Commandant of Natzweiler-Struthof, 1941 to 1944.

Josef Kramer, born on 10 November 1906, was an SS officer who served as commandant of Natzweiler-Struthof from 1941, where he was personally implicated in the killings carried out for the Hirt skeleton project. He was later commandant at Auschwitz-Birkenau and then at Bergen-Belsen, where his role earned him the postwar epithet 'the Beast of Belsen.' He was convicted at the British Belsen Trial in 1945 and hanged at Hamelin in December 1945.

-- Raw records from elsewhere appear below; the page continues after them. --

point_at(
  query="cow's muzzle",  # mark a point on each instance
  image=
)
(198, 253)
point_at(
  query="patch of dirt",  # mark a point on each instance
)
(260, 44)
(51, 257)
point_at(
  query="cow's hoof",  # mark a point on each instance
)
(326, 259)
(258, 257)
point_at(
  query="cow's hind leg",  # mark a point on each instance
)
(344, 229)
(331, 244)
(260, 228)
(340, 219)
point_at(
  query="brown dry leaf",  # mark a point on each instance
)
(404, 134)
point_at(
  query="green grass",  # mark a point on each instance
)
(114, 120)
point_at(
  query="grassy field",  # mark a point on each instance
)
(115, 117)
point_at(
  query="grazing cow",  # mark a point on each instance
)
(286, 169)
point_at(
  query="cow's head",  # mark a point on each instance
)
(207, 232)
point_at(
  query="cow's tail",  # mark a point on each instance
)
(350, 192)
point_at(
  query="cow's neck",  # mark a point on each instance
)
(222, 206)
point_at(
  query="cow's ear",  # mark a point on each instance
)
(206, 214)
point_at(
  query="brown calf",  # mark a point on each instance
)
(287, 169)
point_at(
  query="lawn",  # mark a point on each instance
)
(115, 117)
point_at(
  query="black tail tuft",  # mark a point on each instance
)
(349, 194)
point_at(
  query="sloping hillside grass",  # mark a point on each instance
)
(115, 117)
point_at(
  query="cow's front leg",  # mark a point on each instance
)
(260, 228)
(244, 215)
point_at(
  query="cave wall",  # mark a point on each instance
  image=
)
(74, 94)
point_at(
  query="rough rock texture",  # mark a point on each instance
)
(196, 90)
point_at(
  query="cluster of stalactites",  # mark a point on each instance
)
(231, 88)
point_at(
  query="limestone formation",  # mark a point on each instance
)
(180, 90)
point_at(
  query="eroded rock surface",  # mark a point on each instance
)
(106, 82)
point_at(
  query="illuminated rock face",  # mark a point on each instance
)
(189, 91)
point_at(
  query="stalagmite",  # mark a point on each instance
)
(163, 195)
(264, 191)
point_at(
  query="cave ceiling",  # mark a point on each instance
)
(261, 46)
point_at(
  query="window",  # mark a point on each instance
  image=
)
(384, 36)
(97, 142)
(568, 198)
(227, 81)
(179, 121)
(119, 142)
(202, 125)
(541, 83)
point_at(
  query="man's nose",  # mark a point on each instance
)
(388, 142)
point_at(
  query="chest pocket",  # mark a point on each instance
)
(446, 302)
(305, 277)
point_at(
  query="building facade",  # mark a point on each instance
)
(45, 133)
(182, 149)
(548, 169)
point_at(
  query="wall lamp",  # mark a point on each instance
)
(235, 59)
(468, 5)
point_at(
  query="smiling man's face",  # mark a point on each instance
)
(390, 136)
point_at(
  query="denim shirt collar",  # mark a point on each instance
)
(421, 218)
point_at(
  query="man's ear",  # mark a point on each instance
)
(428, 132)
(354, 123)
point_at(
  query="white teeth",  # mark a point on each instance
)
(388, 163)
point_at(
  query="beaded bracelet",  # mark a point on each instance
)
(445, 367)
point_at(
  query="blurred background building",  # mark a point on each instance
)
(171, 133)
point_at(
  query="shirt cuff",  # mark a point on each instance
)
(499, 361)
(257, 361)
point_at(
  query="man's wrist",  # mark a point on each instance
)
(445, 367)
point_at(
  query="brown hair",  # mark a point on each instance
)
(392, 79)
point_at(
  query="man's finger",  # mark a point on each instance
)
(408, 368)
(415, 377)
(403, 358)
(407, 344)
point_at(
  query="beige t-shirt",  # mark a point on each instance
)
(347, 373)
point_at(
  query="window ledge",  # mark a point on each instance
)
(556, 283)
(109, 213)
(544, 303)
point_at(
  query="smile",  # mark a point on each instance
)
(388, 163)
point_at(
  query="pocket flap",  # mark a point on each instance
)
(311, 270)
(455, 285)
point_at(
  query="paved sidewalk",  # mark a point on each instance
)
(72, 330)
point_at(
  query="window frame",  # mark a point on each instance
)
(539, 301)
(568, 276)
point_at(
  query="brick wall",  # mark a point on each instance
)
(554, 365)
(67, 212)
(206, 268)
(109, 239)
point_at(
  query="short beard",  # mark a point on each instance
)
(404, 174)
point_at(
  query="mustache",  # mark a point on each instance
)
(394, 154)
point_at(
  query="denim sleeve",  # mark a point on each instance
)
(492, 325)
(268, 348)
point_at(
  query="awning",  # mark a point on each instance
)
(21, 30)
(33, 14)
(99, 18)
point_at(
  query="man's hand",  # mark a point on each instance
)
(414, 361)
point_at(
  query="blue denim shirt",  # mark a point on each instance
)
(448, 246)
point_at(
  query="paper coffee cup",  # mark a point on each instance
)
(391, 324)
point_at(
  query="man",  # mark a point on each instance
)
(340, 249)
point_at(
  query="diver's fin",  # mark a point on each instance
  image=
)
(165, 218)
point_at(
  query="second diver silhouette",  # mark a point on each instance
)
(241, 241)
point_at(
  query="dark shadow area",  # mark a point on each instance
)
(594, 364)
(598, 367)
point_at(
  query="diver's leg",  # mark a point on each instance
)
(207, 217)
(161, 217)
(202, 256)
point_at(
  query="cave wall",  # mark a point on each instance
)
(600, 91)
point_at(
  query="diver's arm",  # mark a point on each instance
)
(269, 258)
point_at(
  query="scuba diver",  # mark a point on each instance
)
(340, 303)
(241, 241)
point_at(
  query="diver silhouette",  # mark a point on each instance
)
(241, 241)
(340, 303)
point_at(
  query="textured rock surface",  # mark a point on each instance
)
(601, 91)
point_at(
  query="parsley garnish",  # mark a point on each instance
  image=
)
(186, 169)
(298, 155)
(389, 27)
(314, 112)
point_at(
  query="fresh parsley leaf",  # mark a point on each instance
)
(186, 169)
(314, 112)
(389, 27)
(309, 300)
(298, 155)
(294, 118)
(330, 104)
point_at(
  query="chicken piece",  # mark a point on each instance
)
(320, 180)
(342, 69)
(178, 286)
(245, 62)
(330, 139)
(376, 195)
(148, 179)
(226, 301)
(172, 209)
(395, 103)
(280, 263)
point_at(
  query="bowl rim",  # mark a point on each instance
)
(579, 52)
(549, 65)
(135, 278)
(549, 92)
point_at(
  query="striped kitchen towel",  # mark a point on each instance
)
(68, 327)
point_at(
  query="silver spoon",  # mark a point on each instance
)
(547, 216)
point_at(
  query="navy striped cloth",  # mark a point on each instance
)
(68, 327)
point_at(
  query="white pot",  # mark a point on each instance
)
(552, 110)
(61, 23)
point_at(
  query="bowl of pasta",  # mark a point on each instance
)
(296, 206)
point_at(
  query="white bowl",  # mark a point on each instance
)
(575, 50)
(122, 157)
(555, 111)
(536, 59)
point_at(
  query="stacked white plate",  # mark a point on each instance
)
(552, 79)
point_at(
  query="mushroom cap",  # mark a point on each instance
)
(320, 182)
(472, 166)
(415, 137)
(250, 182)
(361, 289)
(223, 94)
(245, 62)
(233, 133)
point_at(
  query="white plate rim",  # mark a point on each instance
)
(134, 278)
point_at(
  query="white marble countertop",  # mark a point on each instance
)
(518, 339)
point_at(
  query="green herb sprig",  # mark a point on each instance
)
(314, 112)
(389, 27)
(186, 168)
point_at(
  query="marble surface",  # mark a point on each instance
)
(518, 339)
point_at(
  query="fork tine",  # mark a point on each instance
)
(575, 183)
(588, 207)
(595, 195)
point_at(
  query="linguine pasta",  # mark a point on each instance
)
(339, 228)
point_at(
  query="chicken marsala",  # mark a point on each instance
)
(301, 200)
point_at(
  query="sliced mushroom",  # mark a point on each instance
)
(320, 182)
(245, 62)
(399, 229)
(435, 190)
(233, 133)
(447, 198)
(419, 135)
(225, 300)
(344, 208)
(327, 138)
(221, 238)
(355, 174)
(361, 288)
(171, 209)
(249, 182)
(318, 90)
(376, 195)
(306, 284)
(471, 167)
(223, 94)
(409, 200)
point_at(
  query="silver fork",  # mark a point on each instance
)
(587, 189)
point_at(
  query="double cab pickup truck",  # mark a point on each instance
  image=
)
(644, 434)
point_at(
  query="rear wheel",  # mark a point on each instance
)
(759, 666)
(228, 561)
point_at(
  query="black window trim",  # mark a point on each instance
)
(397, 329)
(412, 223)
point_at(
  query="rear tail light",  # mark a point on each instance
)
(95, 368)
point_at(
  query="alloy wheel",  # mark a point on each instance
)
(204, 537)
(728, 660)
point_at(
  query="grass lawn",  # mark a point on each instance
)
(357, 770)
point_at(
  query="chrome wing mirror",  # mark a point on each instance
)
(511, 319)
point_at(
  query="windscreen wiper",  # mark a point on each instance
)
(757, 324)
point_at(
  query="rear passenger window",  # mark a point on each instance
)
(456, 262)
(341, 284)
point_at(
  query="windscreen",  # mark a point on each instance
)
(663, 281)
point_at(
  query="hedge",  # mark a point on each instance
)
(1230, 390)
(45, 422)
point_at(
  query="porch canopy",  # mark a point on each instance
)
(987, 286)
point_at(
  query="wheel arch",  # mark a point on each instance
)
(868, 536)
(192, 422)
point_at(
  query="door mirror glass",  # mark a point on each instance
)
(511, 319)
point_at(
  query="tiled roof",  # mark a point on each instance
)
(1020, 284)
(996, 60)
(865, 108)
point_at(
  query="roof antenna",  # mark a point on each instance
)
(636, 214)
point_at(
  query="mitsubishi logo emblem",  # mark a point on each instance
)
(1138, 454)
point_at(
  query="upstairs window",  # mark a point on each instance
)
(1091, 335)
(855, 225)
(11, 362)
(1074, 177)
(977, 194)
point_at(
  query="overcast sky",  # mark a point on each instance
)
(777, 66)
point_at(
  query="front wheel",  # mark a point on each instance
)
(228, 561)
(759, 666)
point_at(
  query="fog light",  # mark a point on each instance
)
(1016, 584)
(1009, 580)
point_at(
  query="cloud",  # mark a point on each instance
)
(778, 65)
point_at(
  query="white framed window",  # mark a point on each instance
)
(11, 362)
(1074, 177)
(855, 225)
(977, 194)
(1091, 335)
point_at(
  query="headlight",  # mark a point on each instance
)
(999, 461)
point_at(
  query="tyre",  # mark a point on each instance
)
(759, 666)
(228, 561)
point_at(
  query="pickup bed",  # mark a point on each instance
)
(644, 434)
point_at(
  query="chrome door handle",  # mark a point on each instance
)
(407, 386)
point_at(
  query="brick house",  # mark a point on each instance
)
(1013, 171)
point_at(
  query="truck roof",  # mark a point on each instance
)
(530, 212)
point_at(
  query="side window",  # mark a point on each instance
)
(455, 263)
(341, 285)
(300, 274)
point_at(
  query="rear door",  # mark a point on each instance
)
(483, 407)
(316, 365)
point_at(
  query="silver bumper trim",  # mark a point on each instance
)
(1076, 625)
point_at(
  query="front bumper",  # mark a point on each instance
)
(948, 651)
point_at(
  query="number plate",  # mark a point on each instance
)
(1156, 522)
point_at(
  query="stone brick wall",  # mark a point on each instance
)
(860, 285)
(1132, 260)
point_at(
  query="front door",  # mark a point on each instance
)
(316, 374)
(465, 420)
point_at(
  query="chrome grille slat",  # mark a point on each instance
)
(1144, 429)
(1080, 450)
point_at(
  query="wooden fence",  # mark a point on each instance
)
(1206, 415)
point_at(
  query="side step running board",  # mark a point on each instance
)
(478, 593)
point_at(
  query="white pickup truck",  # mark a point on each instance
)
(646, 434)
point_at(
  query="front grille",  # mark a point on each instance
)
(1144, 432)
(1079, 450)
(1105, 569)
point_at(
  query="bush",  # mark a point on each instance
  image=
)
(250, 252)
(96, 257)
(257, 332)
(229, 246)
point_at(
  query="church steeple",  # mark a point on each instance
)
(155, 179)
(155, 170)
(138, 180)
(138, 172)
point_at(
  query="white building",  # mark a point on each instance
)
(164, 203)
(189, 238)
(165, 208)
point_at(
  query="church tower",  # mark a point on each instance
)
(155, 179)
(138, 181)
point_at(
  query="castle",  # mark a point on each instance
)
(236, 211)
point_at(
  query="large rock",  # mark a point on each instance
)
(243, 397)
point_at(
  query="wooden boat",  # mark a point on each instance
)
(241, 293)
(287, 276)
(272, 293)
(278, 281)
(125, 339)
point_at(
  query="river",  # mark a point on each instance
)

Also a commandant at Bergen-Belsen

Subcamps

About 50 subcamps across Alsace, Lorraine, and the adjacent German provinces of Baden, Württemberg, and Hesse, most after the main camp's evacuation. They included Asbach (Obrigheim), Auerbach, Bad Rappenau, Balingen, Bisingen, Bruttig-Treis, Calw, Cernay, Colmar, Dautmergen, Echterdingen, Ellwangen, Frommern, Geislingen, Hailfingen-Tailfingen, Haslach, Heidenheim, Heppenheim, Hessenthal, Iffezheim, Kochendorf, Leonberg, Mosbach, Neckarbischofsheim, Neckarelz, Neckargerach, Neckargartach, Obernai, Offenburg, Rothau, Saint-Dié, Sainte-Marie-aux-Mines, Sandhofen, Schömberg, Schörzingen, Schwäbisch Hall, Spaichingen, Thil, Vaihingen, Walldorf, Wasseralfingen, Wesserling, and Zuffenhausen, among others.